Reputation: 2534
This is for a custom UDTF in a hive query, CreateLogTable
is the UDTF class which I am using as a temp for testing. I am creating one thread per file to be downloaded from Amazon S3
and waiting until another thread becomes available before allocating another file to the thread.
Main Test logic:
CreateLogTable CLT = new CreateLogTable();
int numThreads = 2;
int index = 0;
DownloadFileThread[] dlThreads = new DownloadFileThread[numThreads];
for (S3ObjectSummary oSummary : bucketKeys.getObjectSummaries()) {
while (dlThreads[index] != null && dlThreads[index].isAlive()) {
index += 1;
index = index % numThreads;
}
dlThreads[index] = new DownloadFileThread(CLT , getBucket(oSummary.getBucketName() + "/"
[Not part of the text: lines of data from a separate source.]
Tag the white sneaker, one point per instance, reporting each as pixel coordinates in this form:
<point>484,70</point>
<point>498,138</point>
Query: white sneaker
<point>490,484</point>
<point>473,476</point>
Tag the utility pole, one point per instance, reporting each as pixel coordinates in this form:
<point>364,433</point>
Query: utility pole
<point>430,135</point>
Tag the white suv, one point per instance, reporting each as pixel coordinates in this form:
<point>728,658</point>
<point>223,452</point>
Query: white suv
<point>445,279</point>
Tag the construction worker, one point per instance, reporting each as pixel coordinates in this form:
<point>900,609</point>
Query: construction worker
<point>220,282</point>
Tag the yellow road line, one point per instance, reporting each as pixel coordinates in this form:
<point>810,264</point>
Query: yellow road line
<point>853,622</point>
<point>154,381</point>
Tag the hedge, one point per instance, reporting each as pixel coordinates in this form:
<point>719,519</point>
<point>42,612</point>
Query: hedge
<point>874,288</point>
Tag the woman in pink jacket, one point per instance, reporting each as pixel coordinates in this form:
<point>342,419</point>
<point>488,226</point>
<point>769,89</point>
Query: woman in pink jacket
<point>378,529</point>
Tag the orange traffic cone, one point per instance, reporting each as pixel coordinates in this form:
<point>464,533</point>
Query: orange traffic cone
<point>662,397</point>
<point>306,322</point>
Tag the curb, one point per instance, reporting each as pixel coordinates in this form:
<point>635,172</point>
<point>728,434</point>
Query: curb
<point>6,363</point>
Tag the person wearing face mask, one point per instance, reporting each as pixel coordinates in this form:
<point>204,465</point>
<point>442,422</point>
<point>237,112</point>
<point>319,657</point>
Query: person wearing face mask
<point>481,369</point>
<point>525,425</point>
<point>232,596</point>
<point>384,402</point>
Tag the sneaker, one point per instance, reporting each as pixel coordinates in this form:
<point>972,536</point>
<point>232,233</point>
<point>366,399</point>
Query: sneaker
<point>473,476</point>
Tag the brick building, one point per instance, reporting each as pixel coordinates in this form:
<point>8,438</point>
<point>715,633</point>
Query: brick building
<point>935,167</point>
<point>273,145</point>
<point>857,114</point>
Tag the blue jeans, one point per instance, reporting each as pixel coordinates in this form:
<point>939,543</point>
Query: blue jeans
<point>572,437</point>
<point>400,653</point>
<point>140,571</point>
+ oSummary.getKey()), getFile(oSummary.getKey()), index);
dlThreads[index].start();
index += 1;
index = index % numThreads;
}
Thread class (run()
method):
try {
System.out.println("Creating thread " + this.threadnum);
this.fileObj = this.S3CLIENT.getObject(new GetObjectRequest(this.filePath, this.fileName));
this.fileIn = new Scanner(new GZIPInputStream(this.fileObj.getObjectContent()));
while (this.fileIn.hasNext()) {
this.parent.forwardToTable(fileIn.nextLine());
}
System.out.println("Finished " + this.threadnum);
} catch (Throwable e) {
System.out.println("Downloading of " + this.fileName + " failed.");
}
The while loop before the thread creation should be looping until it finds a null thread
or a dead thread
until it exits the loop, in which case a new thread
will be created and started. Since I included logging to console, I am able to observe this process, but the output is unexpected:
Creating thread 0
Creating thread 1
Creating thread 0
Creating thread 1
Creating thread 0
Creating thread 1
Creating thread 0
...
Creating thread 1
Creating thread 0
Creating thread 1
Finished 0
Finished 1
Finished 1
Finished 0
Finished 1
Finished 1
...
Finished 0
Finished 1
Finished 0
Finished 1
The above is only the first few lines of output. The issue is that more than two threads are created before any threads complete their tasks.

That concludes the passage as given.